Photo by S. Webber: Burano, Italy, Dec 2005.

Wednesday, January 04, 2006

Information literacy petition to Scottish Parliament: update

Previous blog entries urged readers to sign the Information Literacy petition being presented to the Scottish Parliament. John Crawford now writes
"The Petitions Committee of the Scottish Parliament met on Wednesday 21st December, and I attended with Christine Irving and Chris Milne. In the end the petition attracted 710 signatures in total; 415 were from Scotland, 186 from England, 31 from Wales and the rest from other parts of the world. I would like to take this opportunity to thank all those who signed. It strengthened our hand greatly.

I made a short opening presentation in which I drew attention to the worldwide interest in the petition. We then answered questions for about half an hour and it was clear that the committee members were genuinely interested in the issue and had given it some thought.
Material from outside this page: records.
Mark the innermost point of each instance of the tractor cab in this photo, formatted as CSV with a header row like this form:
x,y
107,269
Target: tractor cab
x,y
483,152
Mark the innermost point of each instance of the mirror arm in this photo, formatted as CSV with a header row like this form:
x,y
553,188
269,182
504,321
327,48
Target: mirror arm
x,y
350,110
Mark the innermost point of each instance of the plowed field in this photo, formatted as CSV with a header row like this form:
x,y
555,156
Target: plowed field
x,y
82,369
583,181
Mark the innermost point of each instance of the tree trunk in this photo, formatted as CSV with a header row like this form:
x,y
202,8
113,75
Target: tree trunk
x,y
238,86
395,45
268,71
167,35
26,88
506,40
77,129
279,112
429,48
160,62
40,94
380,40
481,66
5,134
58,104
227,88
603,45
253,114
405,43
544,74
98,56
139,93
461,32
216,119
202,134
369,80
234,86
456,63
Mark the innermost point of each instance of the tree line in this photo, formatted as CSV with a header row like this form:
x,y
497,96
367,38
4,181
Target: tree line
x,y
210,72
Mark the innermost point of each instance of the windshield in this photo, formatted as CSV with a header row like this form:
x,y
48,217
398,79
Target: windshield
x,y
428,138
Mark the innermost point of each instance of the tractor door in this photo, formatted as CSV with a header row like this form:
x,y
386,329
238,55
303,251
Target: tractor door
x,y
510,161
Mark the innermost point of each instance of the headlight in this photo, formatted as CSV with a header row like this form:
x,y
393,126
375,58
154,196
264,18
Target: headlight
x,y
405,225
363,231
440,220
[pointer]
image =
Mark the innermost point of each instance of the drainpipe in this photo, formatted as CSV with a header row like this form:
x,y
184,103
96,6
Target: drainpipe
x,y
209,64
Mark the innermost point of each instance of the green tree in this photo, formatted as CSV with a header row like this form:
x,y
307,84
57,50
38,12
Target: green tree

These included:
* What research and development activity is taking place
* Should information literacy be implicit or explicit in the curriculum
* Do librarians feel undervalued and are they just trying the raise their image
* Who will take responsibility for information literacy within the curriculum

After the questions there was some discussion about how to progress the issue and it was decided to put it out for comment to relevant trade unions, Universities Scotland, and relevant specialist bodies such as Learning and Teaching Scotland (LTS) and The Scottish Qualifications
Agency (SQA). It has to be said that Christine and I are in contact with many of these bodies already but a letter under the banner of the Scottish Parliament will carry a lot more weight than we can. The collated responses will come back to the Petitions Committee for further consideration."